JPH0721221A - Optimum thickness design method for gutter - Google Patents

Abstract

PURPOSE:To provide an established optimum thickness design method for a twist, the extension of a diameter and bending owing to the full of water. CONSTITUTION:A method is to design the optimum thickness of a gutter by dividing a molded goods shape model being a continuous product in a deformed section shape in an analyzing shape moded of fine element and deformation- analyzing the gutter in various shapes by using a limited element method. When a maximum value in the allowable range of the deformation of the gutter is set to be a deformation reference value, the plural kinds of thicknesses are set, the arbitrary place of the molded goods shape model is fixed and a prescribed load is given.

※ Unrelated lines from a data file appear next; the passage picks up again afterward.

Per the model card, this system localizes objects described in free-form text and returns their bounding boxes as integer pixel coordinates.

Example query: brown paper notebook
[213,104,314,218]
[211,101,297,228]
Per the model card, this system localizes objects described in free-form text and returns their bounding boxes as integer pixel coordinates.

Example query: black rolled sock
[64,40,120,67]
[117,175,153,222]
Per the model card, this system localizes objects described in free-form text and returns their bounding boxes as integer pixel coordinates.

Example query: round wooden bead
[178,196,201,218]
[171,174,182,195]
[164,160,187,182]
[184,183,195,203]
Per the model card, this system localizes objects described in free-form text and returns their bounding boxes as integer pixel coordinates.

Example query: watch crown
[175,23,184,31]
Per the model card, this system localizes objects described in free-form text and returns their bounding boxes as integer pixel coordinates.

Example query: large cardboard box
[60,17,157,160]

Thus, displaced amounts at that time are obtained for the respective thicknesses, an approximate curve (shown by a solid line) is generated based on the displaced amounts for the obtained thicknesses and a crossing point P1 between the approximated curve and a horizontal line (shown by a broken line) passing a deformation reference value is decided as the optimum thickness.

Description

Detailed Description of the Invention

[0001]

BACKGROUND OF THE INVENTION The present invention divides a molded product shape model, which is a continuous product of atypical cross-sectional shape, into analysis shape models of minute elements, and performs deformation analysis of rain gutters of various shapes using the finite element method. The present invention thus relates to a method for designing an optimum wall thickness of a rain gutter.

[0002]

2. Description of the Related Art When designing a continuous product having an irregular cross-sectional shape having an opening, design items include twisting performance, diameter expansion performance, flexure performance and the like.

The twisting performance is an important index showing the strength of the product, and if the twisting performance is inferior, the reliability of the product is impaired. Here, the twist angle in the twist performance refers to the twist angle θ11 of the free end 52 when the one end 51 of the rain gutter is pointed or fixed, as shown in FIG.

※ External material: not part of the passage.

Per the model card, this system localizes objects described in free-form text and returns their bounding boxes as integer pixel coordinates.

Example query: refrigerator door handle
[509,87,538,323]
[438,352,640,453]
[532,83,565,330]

The diameter expansion performance is an item indicating the ease with which a rain gutter can be opened. Not only the characteristics of rigidity, but also the rain gutter is dropped from the eaves due to the opening of the rain gutter and deformation due to snowfall. It is also a substitute characteristic for items such as "do". Here, the diameter expansion of the rain gutter indicates the ease of opening when the both ears 611, 612 of the one end 61 of the rain gutter are pushed outward (indicated by arrows in the figure), as shown in FIG. Therefore, the diameter expansion analysis of rain gutter is to analyze how much the ears deform (open) with a constant load (opening load to open both ears of the rain gutter by hand). Say that.

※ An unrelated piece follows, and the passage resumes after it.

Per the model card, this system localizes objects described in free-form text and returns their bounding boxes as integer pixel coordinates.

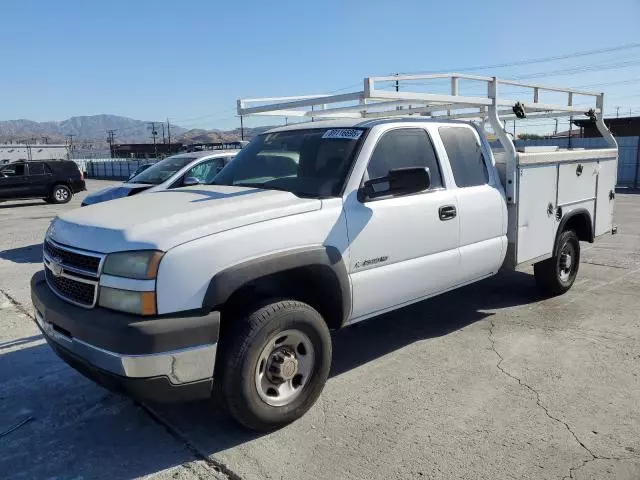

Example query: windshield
[128,157,197,185]
[213,128,364,198]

The flexure performance referred to here is the flexure performance of the eaves gutter when the eaves gutter is full, and is the deformation of the eaves gutter when the eaves gutter is full of water, especially the flexure of the bottom wall. is there. Deflection of the bottom wall of the eaves gutter not only has a problem in appearance, but also causes a pool of water and reduces drainage performance. In addition, when the amount of deflection of the bottom wall increases, a gap is created between the rain gutter and the components (joint, stop, etc.) to which the gutter is joined, and water leaks.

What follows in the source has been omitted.